Insight
We’ve never been more hygienic—antibacterial soaps, disinfectants, ultra-clean food environments.
And yet, we’re seeing more digestive disorders, food sensitivities, and immune dysregulation than ever before.
The gut microbiome evolved in constant contact with the natural world—soil, plants, animals, and a wide range of microbes. When that exposure is reduced, diversity declines. And when diversity declines, resilience goes with it.
The goal was protection, but the unintended consequence may be depletion.
Patient Story
A patient once told me she sanitized everything—hands, countertops, doorknobs—multiple times a day.
She also struggled with persistent bloating, food sensitivities, and a gut that seemed increasingly reactive.

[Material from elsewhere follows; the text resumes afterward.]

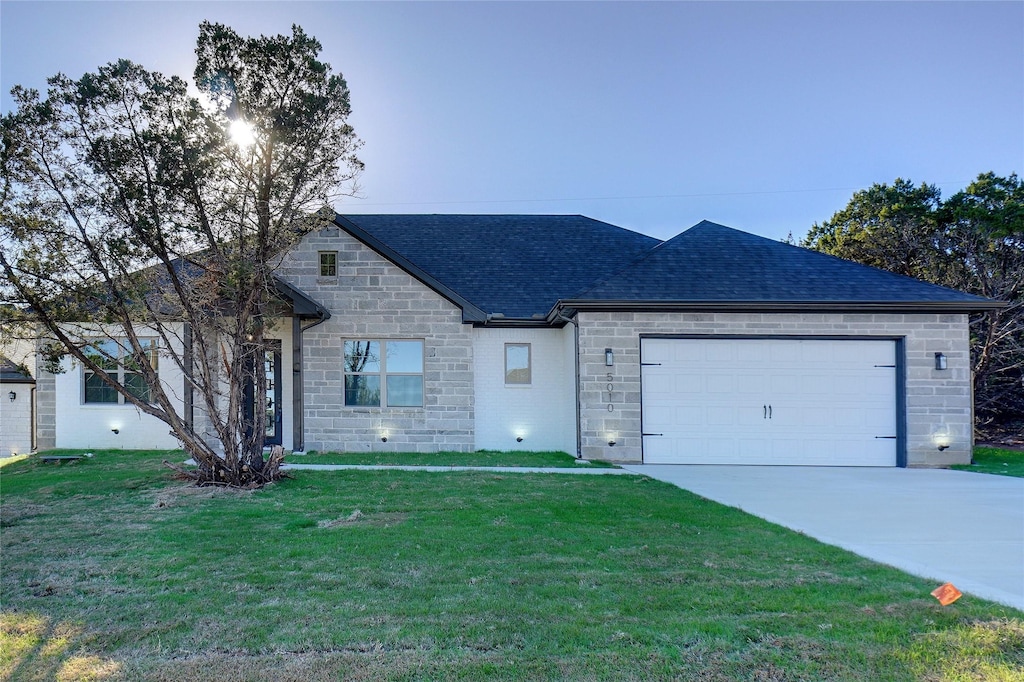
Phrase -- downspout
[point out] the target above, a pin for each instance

We didn’t eliminate hygiene—we recalibrated it. Less constant sterilizing, more real food, more time outdoors, more microbial exposure.
Over time, her digestion became more resilient—not because we removed risk, but because we restored balance.
Food or Habit
Diversity doesn’t just come from food—it comes from exposure.
- Supporting the microbiome isn’t only about what you eat, but what you interact with:
- Fresh, minimally processed foods
- Soil-based exposure (gardening, outdoor time)
- Less reliance on antibacterial products in non-critical settings
- Fermented foods to introduce beneficial microbes
The gut thrives on contact with the natural world—not isolation from it.
Clarifier
This isn’t about abandoning hygiene.
Handwashing, safe food handling, and infection control remain essential.
But there’s a difference between targeted hygiene and constant sterilization.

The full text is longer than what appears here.